On the other hand "we" haven't been around very long -- who says we aren't going to disappear in this Global Warming phase, only to reappear again independently here when the climate is better, or on another planet. Of course, Global Warming could be terminated by a meteor strike or Supervolcano eruption.

Look at this "appear/disappear" model from a far perspective. Isn't it as if "something" is trying to use the anthropoid DNA template to "emerge" ??? hooo-hooo spookey.

c) You all do know this is the year 5767 of the Hebrew calendar -- that means that God finished creating humankind 5, 767 years ago, just when this calculation shows that the latest gene was added to our makeup, the key turning point in the record where language, art and culture emerge. (as I recall agriculture appeared about 7,000 years ago, and as much as 9,000 years ago some kind of human traveled from what is England today, across Greenland to the Eastern Canada and US shores (they left graves with peculiar red clay in them).

d) put the "fits and starts" concept of evolutionary progress together with the way a pattern seems to emerge here, there, elsewhere, die out, and emerge again independently -- correlate that with the mystical view of the universe and you can worldbuild for the next 30 years and not run out of permutations and combinations of worlds in which to tell stories.

Also don't fail to notice how the "fits and starts" concept of evolutionary progress doesn't exactly fit with the "genetic clock" calculations where genetic replication "mistakes" are made at a statistically predictable rate.

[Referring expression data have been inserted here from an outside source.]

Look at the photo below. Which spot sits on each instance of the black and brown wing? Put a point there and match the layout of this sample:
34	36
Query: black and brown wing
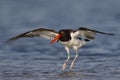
41	32
89	33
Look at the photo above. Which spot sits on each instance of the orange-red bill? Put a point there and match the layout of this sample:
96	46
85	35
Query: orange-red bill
55	39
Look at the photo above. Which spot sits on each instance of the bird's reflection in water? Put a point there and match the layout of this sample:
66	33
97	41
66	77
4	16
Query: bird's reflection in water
77	74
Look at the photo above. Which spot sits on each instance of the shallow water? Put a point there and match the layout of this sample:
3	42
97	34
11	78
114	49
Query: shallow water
35	59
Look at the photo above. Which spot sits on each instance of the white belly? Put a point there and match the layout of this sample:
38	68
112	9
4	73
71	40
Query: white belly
73	42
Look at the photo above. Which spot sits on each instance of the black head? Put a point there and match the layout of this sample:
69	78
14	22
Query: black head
65	35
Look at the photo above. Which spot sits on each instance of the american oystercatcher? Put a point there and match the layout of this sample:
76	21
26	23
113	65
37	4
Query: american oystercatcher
68	37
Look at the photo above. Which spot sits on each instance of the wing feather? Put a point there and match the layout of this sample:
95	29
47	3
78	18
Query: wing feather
89	33
41	32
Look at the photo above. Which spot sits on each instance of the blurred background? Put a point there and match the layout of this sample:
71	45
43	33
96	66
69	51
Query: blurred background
30	59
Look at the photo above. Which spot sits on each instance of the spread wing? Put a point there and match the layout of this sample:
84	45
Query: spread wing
89	33
41	32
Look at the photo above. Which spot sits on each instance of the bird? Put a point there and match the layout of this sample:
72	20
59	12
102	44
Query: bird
69	38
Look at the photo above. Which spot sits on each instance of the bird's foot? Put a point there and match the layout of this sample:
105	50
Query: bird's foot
71	66
64	66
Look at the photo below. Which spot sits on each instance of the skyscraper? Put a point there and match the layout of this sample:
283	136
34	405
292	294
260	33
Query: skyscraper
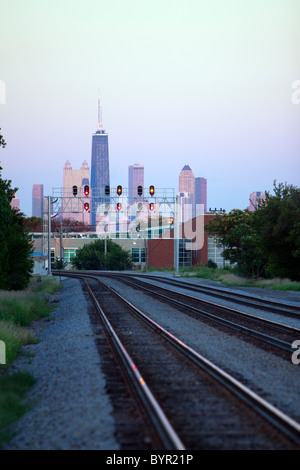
135	179
37	200
200	194
187	193
15	202
71	209
100	165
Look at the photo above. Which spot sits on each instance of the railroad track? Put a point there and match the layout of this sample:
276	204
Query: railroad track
267	305
190	388
277	335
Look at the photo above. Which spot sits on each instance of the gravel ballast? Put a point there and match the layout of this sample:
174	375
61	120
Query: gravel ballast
70	407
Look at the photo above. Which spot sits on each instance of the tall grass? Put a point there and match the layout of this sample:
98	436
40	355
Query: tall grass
13	390
18	309
22	307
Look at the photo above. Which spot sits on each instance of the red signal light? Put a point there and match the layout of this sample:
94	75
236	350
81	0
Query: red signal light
151	190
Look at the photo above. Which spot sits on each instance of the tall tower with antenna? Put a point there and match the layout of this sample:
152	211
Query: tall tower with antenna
99	165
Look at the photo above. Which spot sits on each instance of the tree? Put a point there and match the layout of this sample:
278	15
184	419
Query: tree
277	222
92	256
235	232
33	224
15	245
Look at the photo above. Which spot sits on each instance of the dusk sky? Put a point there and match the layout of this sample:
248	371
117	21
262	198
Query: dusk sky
203	83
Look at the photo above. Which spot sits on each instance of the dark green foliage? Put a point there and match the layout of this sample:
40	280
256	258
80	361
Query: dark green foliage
277	223
236	234
16	247
266	242
211	264
92	256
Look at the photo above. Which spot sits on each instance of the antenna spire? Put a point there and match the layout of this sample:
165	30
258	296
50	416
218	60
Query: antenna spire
100	125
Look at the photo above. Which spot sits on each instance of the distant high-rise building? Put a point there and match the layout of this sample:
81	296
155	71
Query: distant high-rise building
15	202
37	200
135	179
255	198
200	194
100	165
79	178
187	193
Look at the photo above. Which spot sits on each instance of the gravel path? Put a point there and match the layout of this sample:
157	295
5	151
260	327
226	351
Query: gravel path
71	408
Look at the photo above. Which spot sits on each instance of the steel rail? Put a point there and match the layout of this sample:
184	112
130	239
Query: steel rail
227	323
242	298
167	434
276	417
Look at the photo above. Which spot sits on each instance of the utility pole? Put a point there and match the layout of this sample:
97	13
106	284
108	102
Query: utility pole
49	236
176	236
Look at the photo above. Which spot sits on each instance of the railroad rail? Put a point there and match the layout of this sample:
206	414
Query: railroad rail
269	305
277	418
167	435
272	333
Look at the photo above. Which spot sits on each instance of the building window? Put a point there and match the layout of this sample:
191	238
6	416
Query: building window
135	254
69	254
185	256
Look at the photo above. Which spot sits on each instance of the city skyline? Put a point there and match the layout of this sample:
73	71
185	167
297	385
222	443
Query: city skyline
208	84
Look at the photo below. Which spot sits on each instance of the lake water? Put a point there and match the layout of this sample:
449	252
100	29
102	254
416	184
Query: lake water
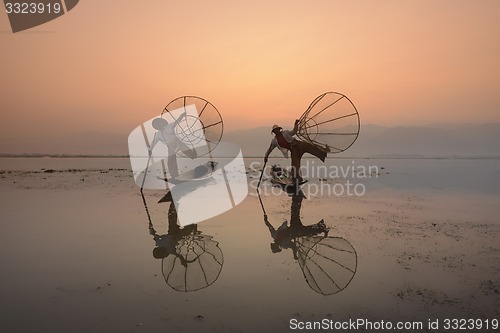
83	251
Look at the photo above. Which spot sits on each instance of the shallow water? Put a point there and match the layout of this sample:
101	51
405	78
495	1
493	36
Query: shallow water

Now I do expect that in a few years, this entire model of evolution will hit the trash can as researchers dig up the connecting links among the dead ends -- but in the meantime, we can have a FIELD-DAY in SF writing.

And what haunts me in the whole thing is how obvious it is that WE (us Ancients) are likely to be one of those branches that peters out to extinction. Where have I seen that theory played with in SF?